Prens Hamleti tutarsız, kolayca kalıba sokulamayacak bir kişi olarak yorumlamışlardı. Hamletin kişiliğini yeterince yansıtabilmek için Hamleti bir biri, bir diğeri oynadı. Hamletin kişiliği avuçlarda kaydı gitti. Oyun içinde, davranış ve tepkileri (hem kendine, hem başkalarına karşı) çoğu kez ters ve beklenmedik tepkiler olarak izleyiciye iletildi. Kişiliği sürekli başkalık gösterdi Hamletin. Bu yanı, onun için hem bir sorun hem de bir kolaylıktı. Bir yandan kişiliğini bulamamanın, bilememenin acısıyla kıvranırken, öte yandan esnekliği sayesinde herkese uyabildi, her kılığa girebildi.
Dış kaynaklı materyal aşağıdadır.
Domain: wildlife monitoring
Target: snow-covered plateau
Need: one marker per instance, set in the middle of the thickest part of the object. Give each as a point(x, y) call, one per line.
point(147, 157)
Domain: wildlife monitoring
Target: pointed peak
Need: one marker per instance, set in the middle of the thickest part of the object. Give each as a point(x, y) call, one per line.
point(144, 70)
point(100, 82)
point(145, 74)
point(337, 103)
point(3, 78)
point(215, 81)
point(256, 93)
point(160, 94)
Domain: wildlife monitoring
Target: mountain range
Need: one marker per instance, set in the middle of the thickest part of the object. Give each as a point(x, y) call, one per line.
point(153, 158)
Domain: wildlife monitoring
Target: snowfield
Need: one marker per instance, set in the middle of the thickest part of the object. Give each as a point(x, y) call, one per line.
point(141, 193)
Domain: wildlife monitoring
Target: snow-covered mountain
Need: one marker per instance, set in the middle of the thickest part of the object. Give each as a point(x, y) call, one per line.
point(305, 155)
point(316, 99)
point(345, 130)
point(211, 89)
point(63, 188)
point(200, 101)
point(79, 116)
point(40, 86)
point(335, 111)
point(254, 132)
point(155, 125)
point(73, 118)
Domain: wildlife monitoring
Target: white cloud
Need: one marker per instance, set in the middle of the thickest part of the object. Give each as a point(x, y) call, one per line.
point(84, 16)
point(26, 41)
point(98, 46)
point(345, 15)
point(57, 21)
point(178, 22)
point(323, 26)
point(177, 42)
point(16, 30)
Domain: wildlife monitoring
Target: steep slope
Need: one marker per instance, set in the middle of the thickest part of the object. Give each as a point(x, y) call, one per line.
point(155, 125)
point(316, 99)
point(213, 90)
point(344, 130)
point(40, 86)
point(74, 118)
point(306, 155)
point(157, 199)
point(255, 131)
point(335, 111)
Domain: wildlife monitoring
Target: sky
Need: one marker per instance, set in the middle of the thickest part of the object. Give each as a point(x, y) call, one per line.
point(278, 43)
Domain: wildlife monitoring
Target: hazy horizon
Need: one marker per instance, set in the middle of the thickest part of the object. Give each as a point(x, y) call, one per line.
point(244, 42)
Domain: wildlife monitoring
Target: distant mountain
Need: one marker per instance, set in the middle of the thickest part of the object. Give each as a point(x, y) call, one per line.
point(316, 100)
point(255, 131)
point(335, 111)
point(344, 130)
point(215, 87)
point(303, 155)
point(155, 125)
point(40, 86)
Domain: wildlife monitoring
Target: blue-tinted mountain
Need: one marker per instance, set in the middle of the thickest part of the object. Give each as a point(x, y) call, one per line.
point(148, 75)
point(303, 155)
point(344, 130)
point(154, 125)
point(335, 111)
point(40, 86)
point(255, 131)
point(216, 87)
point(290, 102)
Hem acı çeken, hem çektiren ve bunu bildiği halde önüne geçemeyen insanoğluydu Hamlet.
Barbuiani-Zohner çifti, Hamletin yalnızca var olmanın mı yoksa olmamanın mı daha iyi olduğunu değil, var olup olmadığını ve var olmakla olmamanın bir anlam taşıyıp taşımadığını soran kişiliğini öne çıkarmışlardı. Hamlet, sorularını cevapsız bırakan bir evren karşısında düşünen, düşünmek zorunda olan kişiydi. Yalan dolanla, dolap düzenle, küçük hesaplarla dolu bu dünya ile; beklenmedik kılıklarda anlaşılmaz buyruklar gönderen öteki dünya arasında gidip gelen bir kişilikti. İnsanı aynı anda hem yarı tanrı, hem de bir toz parçası gibi görmenin acısıyla bunaldı. Barbuiani-Zohner çifti, mimik ve vücut jestüeli; lokal ve sosyal jestusu, evrensel drama ilkelerini öyle olağanüstü bir başarıyla buluşturdu ki etkilenmemek olanaksızdı.
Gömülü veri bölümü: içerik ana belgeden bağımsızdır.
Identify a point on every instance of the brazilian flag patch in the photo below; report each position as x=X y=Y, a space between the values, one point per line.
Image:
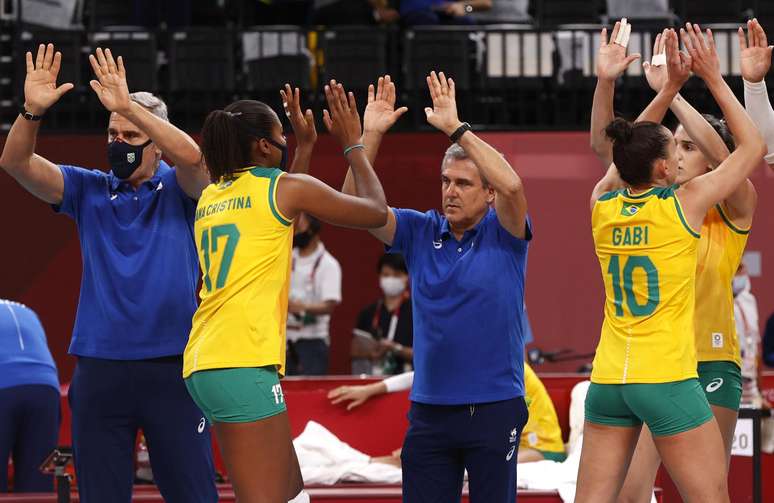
x=631 y=209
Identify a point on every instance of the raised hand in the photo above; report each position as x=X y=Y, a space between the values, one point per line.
x=679 y=64
x=656 y=73
x=40 y=89
x=705 y=62
x=612 y=60
x=302 y=124
x=755 y=52
x=111 y=88
x=341 y=118
x=380 y=113
x=443 y=115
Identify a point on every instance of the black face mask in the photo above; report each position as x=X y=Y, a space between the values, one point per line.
x=284 y=149
x=302 y=239
x=124 y=159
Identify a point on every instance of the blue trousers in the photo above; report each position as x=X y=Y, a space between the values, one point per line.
x=29 y=428
x=444 y=440
x=110 y=400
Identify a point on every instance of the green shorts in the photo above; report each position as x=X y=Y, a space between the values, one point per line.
x=237 y=395
x=722 y=383
x=553 y=456
x=667 y=408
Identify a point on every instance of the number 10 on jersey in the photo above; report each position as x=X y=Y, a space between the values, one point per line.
x=631 y=264
x=209 y=244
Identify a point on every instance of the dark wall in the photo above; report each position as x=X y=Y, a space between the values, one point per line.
x=41 y=257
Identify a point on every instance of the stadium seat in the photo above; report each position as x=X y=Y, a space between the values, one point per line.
x=704 y=12
x=554 y=13
x=201 y=60
x=104 y=13
x=274 y=55
x=138 y=49
x=438 y=48
x=355 y=56
x=642 y=13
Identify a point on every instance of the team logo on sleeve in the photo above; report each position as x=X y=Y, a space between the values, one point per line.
x=510 y=453
x=630 y=209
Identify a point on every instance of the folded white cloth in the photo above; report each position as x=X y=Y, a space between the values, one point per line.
x=324 y=459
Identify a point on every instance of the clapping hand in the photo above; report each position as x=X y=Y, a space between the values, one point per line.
x=341 y=118
x=704 y=56
x=40 y=89
x=380 y=113
x=302 y=124
x=755 y=52
x=111 y=87
x=655 y=70
x=612 y=60
x=443 y=115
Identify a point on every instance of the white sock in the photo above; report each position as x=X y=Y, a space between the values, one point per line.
x=301 y=497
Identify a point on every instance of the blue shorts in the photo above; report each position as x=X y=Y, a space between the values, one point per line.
x=444 y=440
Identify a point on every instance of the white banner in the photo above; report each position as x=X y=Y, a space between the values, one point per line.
x=742 y=445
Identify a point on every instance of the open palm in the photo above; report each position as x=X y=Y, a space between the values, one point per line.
x=755 y=52
x=612 y=60
x=111 y=88
x=40 y=89
x=380 y=113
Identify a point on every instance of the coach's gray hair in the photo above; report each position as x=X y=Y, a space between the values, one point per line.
x=457 y=153
x=152 y=103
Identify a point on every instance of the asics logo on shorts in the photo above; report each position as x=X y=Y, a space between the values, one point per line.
x=714 y=385
x=510 y=453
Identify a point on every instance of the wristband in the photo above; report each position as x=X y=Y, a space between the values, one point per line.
x=457 y=134
x=352 y=147
x=658 y=59
x=29 y=115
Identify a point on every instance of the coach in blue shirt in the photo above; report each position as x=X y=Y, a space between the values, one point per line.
x=467 y=267
x=138 y=287
x=29 y=399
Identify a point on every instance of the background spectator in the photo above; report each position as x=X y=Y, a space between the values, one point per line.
x=29 y=399
x=746 y=318
x=354 y=12
x=383 y=336
x=315 y=290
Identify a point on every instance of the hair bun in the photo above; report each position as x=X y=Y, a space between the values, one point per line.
x=620 y=130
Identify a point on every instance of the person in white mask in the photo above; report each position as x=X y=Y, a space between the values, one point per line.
x=746 y=318
x=383 y=334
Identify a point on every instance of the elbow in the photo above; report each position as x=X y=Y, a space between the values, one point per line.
x=513 y=188
x=380 y=215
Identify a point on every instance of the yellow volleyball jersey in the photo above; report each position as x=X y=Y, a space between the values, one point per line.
x=720 y=250
x=542 y=431
x=244 y=245
x=647 y=253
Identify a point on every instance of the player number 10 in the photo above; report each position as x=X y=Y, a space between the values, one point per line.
x=619 y=291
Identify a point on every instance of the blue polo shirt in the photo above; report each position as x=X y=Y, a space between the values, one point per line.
x=24 y=355
x=468 y=303
x=140 y=266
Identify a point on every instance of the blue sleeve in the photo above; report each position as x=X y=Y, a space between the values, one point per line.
x=76 y=183
x=512 y=241
x=190 y=204
x=407 y=222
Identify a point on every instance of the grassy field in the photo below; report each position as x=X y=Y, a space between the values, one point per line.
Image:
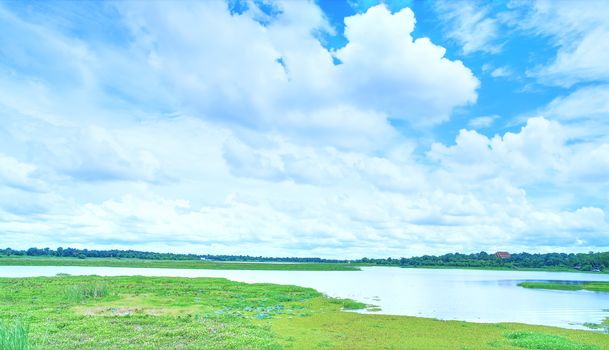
x=175 y=264
x=90 y=312
x=593 y=286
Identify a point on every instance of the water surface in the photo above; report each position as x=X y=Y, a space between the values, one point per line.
x=468 y=295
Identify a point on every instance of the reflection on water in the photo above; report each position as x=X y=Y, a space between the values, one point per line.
x=468 y=295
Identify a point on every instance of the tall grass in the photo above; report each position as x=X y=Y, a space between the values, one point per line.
x=540 y=341
x=14 y=336
x=83 y=292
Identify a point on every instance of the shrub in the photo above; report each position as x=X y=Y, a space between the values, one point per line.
x=14 y=336
x=82 y=292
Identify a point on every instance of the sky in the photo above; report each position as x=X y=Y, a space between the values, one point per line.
x=334 y=128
Akşam otele döndüğümüzde, Trabzon Devlet Tiyatrosu Müdürü Murat Gökçer, sevgilim Şaylan, Trabzon Devlet Tiyatrosu oyuncularından Uğur Keleş, Müge Acar, Konya Devlet Tiyatrosu Müdürü Tomris Çetiner ve eleştirmenler Sevgi Sanlı, Hayati Asılyazıcı, lobide toplaşıp uzun süre bu iki oyun üzerine söyleştik. Tiyatro sanatının kutsallığı noktasında yollarımızı kesiştirdik. Benim 9. Trabzon Devlet Tiyatrosu Uluslararası Karadeniz Tiyatro Festivali izlenimlerimi cuma günü de sürdürmem konusunda söz kestik.
(Anadoluya Yüzünü Dönen Tiyatro Eleştirmeni Ödülüne değer görülmemle ilgili olarak okurlarımdan gelen kutlama iletilerine teşekkür ediyorum.)